中国での6月のスマートフォン向けのディスプレイパネル市場動向:一部のパネル価格は第3四半期に安定する可能性


2023年6月25日 CINNOリサーチ

 

「6.18」での促進セールによる影響で、パネルの需要は堅調な勢いを持ち、第2四半期全体にわたって持続しています。しかし、6月のa-Si/LTPS/AMOLEDパネルの価格は依然として下降傾向にありますが、LTPSパネル/フレキシブルAMOLEDパネルの価格は第三四半期に向けて安定化すると予想されます。

 

 

「6.18」の中間促進セールによる影響で、パネルの需要は強力な勢いを持ち、第2四半期全体にわたって持続しています。特にLTPSとフレキシブルAMOLEDパネルが顕著であり、一方、a-Siパネルの需要は以前よりも減少しています。6月のa-Si/LTPS/AMOLEDパネルの価格は依然として下落し続ける見込みであり、LTPSパネルの価格はQ3に向けて安定化すると予想されます。フレキシブルAMOLEDパネルの価格もQ3に向けて安定化するでしょう。

 

a-Siについては、6月に入っても需要は依然として高水準ですが、前の2ヶ月と比べると勢いがやや落ち着いています。a-Siパネルの生産ラインの稼働状況は分化の傾向を示し始めており、主力顧客向けの生産ラインは引き続き高い稼働率を維持していますが、ノーブランド市場向けを主とする生産ラインの稼働率は下降しています。

 

LTPSについては、LTPSの生産能力がIT/車載などの応用に持続的にシフトしており、LTPS携帯電話プロジェクトの生産能力が持続的に減少しています。また、主力メーカーであるJapan Display(JDI)の撤退も重なり、一部の主力生産ラインは持続的なフル生産後に、生産能力が部分的に不足が生じ始めています。この状況はQ3まで続く可能性があり、LTPSパネルの価格はQ3に向けて安定化する見込みです。
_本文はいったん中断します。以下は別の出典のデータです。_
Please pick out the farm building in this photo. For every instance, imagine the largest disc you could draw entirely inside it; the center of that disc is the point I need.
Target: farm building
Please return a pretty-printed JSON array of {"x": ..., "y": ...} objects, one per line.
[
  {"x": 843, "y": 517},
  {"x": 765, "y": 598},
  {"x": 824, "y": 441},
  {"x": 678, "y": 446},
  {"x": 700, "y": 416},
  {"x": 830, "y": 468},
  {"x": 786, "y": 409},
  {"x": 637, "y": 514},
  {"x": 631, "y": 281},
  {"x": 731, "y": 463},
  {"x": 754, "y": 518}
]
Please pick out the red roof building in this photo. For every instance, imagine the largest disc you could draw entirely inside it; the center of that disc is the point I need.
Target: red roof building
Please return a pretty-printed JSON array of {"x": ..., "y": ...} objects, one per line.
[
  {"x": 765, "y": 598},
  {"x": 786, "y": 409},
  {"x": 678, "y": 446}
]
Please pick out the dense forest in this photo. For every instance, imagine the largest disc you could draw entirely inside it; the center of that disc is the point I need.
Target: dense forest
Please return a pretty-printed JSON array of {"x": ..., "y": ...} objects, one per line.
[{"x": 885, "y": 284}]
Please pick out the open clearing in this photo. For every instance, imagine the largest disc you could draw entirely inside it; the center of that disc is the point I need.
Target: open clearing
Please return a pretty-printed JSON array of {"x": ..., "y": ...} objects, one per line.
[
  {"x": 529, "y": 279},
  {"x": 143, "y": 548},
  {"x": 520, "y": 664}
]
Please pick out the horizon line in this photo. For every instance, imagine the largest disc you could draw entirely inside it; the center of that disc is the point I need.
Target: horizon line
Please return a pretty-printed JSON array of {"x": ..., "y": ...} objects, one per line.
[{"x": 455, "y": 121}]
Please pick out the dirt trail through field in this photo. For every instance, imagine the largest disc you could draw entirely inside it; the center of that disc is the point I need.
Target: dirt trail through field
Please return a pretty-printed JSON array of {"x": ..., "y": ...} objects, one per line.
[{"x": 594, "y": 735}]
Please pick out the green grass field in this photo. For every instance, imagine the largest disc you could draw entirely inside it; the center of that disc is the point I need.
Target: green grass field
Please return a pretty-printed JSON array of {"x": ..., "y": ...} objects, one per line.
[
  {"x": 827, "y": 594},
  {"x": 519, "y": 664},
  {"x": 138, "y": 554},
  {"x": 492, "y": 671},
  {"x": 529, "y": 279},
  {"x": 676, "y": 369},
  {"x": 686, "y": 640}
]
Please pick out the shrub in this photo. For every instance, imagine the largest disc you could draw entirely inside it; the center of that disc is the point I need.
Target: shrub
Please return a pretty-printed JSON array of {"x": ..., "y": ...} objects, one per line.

供給と需要の緊張が改善されない場合、先行する大手メーカーが価格を引き上げる可能性も排除できません。

 

AMOLEDについては、リジッドAMOLEDパネルの供給と需要の構造はまだ緩やかであり、価格の下落幅が拡大しています。需要が持続的に好調な状況下で、国内のフレキシブルAMOLEDモジュールの生産能力は限界に達しており、現在、主力のフレキシブル生産ライン全体で供給が不足し、納期要求に対応できない状況が生じています。この状況はQ3まで続く可能性があり、フレキシブルAMOLEDパネルの価格もQ3に向けて安定化するでしょう。

 

CINNO Researchの予測によれば、短期間では携帯電話のパネル価格は引き続き下降傾向にあり、2023年6月のa-Si/LTPSパネル価格は月々に0.4/0.5ドルずつ下落する見込みです。その中で、LTPSパネルの価格はQ3に向けて安定化するでしょう。リジッドAMOLEDパネルの価格は1ドル下落し、フレキシブルAMOLEDパネルの価格は1.5ドル下落する見込みであり、価格はQ3に向けて安定化する可能性があります。